Recently a desi dude who is more acquaintance less friend called to check in on me. Those who have read this blog before might know that such calls tend to make me anxious. Depending on how far back we go, there are sets of FAQs that I brace myself to answer. The trick is to be sufficiently evasive without being downright offensive - a fine balancing act given the provocative nature of questions involved. I look at these calls as opportunities for building patience and tolerance both of which I seriously lack. Basically, they are very desirous of finding out how I am doing in my personal and professional life to be sure that they have me correctly categorized and filed for future reference.
The major buckets appear to be loser, struggling, average, arrived, superstar and uncategorizable. My goal needless to say, is to be in the last bucket - the unknown, unquantifiable and therefore uninteresting entity. Their aim is to pull me into something more tangible. So anyways, the dude in question asked to find out what kind of technology I was working on these days. After some hemming and hawing at my end and some serious prodding on his, I confessed that I was doing business intelligence and web analytics stuff among other things.
Right away, he tells me that in my line of work I would find it impossible to stay employed stateside. The jobs are drying up fast and furious and only the most enterprising and technology savvy would survive. If I decided to head home to India (as I may very well need to in short order), the competition would so intense that I would need to work for peanuts if I even hoped to find a job. The cost of living in Indian metros being what it is, that would make for a very difficult life. In essence I was burrowing my way into my professional grave as I data mined my days away.
Now, cloud computing ( which is what said dude did for a living) was an area where a man could name his price home (America in his case as he had recently become a citizen) and abroad.

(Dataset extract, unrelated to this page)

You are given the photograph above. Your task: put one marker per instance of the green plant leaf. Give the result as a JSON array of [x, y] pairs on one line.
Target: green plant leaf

There was a huge demand for his skills and no supply to speak of. Only recently a client in India had put him up at the Hyatt Regency for a couple of years so he could consult for them. They also paid him obscene amounts of money for his trouble. Just in case I was hoping to jump on the cloud computing gravy train, he was quick to point out that the chances of one such as myself being able to dig myself out of the hole that I was in were fairly slim. You get set in your ways and become incapable of staying on the bleeding edge of technology.
Each time I am subjected to one of these things, I wonder why I go through it in the first place. Part of the reason is curiosity - I am completely fascinated by how some desi bros think. They simply don't know when to stop once they get in the flow of self-aggrandization, specially when they can tell a sister she has it all wrong. I love to see if they have any limits at all. This dude went on for a full hour and to my credit I gave him my complete and undivided attention. If not anything else, I made a bro feel like king of the world.